Not only do the blazes divert emergency service resources away from communities dealing with the pandemic, but the smoke badly affects those with respiratory conditions who are already more at risk should they fall ill to the virus.
“There are still regular fires to deal with because people are spending more time in their homes, there are still smoke alarms going off, and there are still car crashes to attend even though there is less traffic on the roads,” says Taylor.
“What we could really do without are the people deliberately setting fires on the mountainsides. It’s crazy, absolutely bonkers.
“If a colleague currently has to go into a building like a care home to check an alarm issue, then they have been issued with personal protective equipment, like masks and gloves, but those have to be double-bagged and disposed of, and there has to be a change of clothing.
“You have to be showered and decontaminated, it all adds to the time before that person is able to get back with a crew.
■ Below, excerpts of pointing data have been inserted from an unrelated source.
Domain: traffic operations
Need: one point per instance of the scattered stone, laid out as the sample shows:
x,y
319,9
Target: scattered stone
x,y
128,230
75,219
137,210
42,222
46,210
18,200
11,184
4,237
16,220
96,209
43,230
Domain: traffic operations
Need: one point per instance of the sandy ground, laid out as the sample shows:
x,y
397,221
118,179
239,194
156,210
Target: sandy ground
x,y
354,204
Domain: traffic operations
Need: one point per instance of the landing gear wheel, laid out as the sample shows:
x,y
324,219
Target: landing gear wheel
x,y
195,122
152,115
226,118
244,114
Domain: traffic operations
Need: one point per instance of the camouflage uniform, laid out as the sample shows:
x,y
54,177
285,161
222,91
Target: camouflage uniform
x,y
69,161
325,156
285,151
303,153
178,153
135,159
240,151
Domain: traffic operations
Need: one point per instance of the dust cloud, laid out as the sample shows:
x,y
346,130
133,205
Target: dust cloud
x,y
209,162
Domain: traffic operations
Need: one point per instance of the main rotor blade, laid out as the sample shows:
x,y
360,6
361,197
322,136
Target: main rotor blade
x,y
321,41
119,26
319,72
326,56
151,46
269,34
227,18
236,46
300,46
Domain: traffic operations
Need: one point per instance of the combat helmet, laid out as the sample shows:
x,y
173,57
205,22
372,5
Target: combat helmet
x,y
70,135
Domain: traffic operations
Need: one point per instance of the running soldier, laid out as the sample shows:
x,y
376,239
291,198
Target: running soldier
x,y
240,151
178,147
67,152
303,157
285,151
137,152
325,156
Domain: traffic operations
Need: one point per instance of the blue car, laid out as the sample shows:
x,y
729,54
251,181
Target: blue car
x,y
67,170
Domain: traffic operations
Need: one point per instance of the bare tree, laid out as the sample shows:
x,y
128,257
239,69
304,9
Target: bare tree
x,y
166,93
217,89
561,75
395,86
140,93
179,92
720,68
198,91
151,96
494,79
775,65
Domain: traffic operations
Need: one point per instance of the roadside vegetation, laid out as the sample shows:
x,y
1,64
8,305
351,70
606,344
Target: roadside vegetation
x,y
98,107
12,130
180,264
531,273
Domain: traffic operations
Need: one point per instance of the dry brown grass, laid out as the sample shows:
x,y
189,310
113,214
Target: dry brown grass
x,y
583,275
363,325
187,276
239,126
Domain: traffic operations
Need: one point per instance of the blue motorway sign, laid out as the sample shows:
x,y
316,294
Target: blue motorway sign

So, deliberate fires are not exactly helping the situation.”
Taylor has been a firefighter for far longer than she has been a rugby player, although the profession and the 15-a-side version of the game have a long and entwined history in Wales.
For the skipper of the recently created women’s rugby league national team, however, combining rugby with fire-fighting has been a relatively new experience.
Taylor, now 41, has been fighting fires for 20 years, but she didn’t start playing rugby union until she was 34.
She won her first Wales caps in the union code at 36, before deciding to combine playing rugby league last summer – for the Cardiff Blue Dragons - to help out a friend who was coaching.
She adds: “I played in one rugby league training session just to help and I really loved it. By the time I played in my first match I was hooked. And oh, my god – when it ended I had never been so disappointed to hear a full-time whistle in all my life.
“There’s something very different about rugby league to rugby union. The ball is in play a lot more and you just get involved and the ball in your hands a lot more often. I love it.
“I love running with the ball and being in space. If I had to choose between the two – rugby union or rugby league – then it would be a very long decision-making process. But right now, I think I’m probably getting more out of rugby league.”